For Director and Co-Founder Joseph Jacques, this has been an 11-year-endeavor.
Harmonic Humanity was founded by Jacques and longtime friend AJ Lovewins. As Jacques explained, he came up with the idea Lovewins called him while working in a soup kitchen in Seattle. He suggested a compilation album that unhoused and impoverished people could sell alongside newspapers like Street Sheet to boost their earnings.
Lovewins had worked in Los Angeles as part of the film industry, but got caught up in a party scene that ultimately took him down a path of addiction and left him living on the streets. His experience with both the entertainment industry and homelessness gave him the idea that became Harmonic Humanity.
After the duo was able to successfully fundraise enough money to produce a thousand or so CDs – with songs by artists who donated their work — they pair hit the streets of Seattle.
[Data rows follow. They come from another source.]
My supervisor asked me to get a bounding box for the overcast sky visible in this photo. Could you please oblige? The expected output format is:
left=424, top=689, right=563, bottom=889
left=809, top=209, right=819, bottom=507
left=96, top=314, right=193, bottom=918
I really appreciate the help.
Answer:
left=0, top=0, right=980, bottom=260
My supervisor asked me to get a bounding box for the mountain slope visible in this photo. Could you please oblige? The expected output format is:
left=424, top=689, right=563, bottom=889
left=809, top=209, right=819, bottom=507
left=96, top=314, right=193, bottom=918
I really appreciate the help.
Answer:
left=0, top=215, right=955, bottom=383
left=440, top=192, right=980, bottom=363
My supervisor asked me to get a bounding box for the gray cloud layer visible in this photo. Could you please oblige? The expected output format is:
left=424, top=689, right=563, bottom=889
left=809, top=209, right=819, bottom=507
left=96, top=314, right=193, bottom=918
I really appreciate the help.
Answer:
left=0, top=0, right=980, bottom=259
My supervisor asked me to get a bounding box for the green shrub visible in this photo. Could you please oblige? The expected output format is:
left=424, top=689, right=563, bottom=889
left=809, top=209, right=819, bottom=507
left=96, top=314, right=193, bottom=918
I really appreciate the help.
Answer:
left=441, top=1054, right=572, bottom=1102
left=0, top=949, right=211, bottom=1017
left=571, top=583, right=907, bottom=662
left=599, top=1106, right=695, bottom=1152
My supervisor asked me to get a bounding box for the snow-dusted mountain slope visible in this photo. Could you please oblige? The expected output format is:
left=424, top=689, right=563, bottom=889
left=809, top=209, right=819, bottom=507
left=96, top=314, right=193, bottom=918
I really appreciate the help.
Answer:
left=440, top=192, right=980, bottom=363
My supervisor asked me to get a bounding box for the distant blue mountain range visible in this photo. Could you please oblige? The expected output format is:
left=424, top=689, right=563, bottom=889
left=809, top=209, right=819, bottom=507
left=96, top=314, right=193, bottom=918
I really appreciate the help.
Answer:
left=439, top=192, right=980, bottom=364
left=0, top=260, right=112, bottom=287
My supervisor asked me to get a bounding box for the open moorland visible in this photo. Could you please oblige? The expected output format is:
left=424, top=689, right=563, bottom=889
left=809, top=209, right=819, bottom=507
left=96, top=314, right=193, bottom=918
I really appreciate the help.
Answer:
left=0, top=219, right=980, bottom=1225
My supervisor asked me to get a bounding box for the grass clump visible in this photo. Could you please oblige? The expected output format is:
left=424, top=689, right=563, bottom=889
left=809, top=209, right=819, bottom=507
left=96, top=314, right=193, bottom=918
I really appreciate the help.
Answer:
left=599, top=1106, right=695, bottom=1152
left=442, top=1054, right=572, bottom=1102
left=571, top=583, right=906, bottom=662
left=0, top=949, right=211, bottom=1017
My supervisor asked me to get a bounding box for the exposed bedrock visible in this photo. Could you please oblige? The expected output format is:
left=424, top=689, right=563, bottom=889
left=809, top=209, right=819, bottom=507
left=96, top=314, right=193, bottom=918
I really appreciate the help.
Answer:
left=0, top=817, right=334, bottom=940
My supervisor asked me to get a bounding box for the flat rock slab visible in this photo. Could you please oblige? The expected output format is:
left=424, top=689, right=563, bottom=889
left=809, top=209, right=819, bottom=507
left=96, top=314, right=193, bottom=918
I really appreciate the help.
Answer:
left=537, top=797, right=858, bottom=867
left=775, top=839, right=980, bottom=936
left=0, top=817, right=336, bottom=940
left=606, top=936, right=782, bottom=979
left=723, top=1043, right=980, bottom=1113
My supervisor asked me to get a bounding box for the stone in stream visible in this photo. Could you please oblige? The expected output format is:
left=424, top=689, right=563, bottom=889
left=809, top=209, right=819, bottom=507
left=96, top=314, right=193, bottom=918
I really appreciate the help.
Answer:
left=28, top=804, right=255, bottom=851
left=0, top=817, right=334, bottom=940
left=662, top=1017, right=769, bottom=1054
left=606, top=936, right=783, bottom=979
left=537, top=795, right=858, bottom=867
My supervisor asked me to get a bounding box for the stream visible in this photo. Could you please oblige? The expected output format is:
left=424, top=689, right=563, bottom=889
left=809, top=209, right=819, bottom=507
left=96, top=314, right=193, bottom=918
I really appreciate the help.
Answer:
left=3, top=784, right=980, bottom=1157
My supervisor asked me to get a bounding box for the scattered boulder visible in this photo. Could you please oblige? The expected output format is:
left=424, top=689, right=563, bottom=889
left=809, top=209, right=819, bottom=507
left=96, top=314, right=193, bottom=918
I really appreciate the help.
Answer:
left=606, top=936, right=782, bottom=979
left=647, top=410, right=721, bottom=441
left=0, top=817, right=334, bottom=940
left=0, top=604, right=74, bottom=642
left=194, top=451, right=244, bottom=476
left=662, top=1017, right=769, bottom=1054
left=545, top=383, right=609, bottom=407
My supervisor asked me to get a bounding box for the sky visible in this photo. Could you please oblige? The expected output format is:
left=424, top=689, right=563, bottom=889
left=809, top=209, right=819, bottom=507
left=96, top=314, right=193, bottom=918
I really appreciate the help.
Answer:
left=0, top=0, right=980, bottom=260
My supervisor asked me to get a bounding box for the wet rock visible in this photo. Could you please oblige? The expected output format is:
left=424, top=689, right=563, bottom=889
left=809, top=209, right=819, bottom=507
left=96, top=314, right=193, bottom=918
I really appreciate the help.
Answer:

Their first stop — Whole Foods. Jacques and Lovewins figured their best bet would be pitching their CD outside the supermarket.
They sold their first CD to Dave Matthews. (Yes, the same Dave Matthews of the Dave Matthews Band.) For Jacques, who outside of Harmonic Humanity also works as a narrative life coach, this felt like a sign that the pair were on the right path.
Jacques still watches out for signs, calling himself “an always positive/optimistic dude.” Despite the challenges that 2020 brought he is determined to grow Harmonic Humanity even further in 2021 with the “Roadtrip of Love” — a ten-city tour during which Jacques hopes to drive across the country to ten cities most impacted by homelessness in the United States — Seattle, San Francisco, Los Angeles, Las Vegas, San Diego, Boston, Chicago, New York, Washington D.C., and Philadelphia.
The idea is to drop off 5,000 “Hero, One Cape Fits All” CDs and 2,000 “Be Love” postcards in each of these cities to help create over a million dollars’ worth of jobs in 2021.
He’s trying to raise $100,000.
He hopes to reproduce the same success that Harmonic Humanity and Street Sheet vendors have had in San Francisco across the nation so that unhoused and impoverished people in each of the ten cities can have access to financial mobility during such an unprecedented time.
Currently, the “Hero, One Cape Fits All” CD sells for $20 and the “Be Love” postcards sell for $5, and Street Sheet vendors are setill selling both around the city.
Watts also acknowledged that pre-pandemic there was a stigma around unhoused and impoverished people – and now it’s even worse. However, they wanted to assure potential Street Sheet shoppers that “All vendors are equipped with masks and hand sanitizer to make it a safe buying experience.”